第49話・選択肢

 ナナの言葉に、僕らは顔を見合わせた。

「ナナ……君、創造主クリエイターと接続が切れたって言ってたじゃないか」

「分からないけど……急に、来たんです。創造主クリエイターとの繋がり……切れたと思ってたのに、急に。創造主クリエイターの緋色が……」

「切られた接続が、突然、繋がった……?」

「はい……まるで、創造主クリエイターが、助けてって言ってるみたいに……」

 助けを、求めてる?

 創造主クリエイターは、一旦切った接続をつなぎなおすことができるんだろうか。

 いや、もしかしたら、切れたんじゃなくて、スイッチを切り替えたのかもしれない。電源をオンオフするように。
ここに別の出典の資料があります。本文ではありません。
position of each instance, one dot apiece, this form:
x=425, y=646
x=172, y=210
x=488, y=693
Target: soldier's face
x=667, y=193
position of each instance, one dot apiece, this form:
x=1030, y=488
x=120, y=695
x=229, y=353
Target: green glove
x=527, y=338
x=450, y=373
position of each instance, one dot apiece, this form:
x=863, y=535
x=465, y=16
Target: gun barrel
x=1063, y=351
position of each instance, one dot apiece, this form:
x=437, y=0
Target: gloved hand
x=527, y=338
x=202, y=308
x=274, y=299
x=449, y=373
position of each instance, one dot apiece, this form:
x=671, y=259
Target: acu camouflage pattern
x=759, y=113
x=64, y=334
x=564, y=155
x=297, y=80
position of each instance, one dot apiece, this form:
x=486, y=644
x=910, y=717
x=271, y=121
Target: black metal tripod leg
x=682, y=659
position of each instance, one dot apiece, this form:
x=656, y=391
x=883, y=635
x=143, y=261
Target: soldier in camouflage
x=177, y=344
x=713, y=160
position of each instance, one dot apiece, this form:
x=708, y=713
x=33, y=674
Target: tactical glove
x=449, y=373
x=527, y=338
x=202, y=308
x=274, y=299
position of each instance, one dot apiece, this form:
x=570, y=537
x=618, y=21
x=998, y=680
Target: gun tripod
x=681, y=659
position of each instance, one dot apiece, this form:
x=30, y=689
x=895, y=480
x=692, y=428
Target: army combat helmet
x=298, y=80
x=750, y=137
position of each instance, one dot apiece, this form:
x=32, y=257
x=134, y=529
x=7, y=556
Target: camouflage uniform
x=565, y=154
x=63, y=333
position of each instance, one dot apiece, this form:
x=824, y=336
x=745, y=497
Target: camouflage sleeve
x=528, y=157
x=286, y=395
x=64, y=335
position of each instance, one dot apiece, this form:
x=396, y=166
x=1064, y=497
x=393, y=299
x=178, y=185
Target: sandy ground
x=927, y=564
 とすると、追い出したコア生物とのつながりを再び戻したということは、ナナが必要な事態になった……?

「でも、僕のコアと同化しているのは間違いないんだよね。繋がりがないと消えるから、って」

「はい、繋がりが切られて消える寸前だったから……今のわたしは、仁さんと深く深く同化しています。仁さんが動かないと、わたしも移動できないんです」

 だから、創造主クリエイターを、助けて、とお願いしたのか。

 自分一人で飛んでいけないから。

 いや、もしかして、最初からそれを見越して? ナナが僕と一緒に自分の下へ来るように?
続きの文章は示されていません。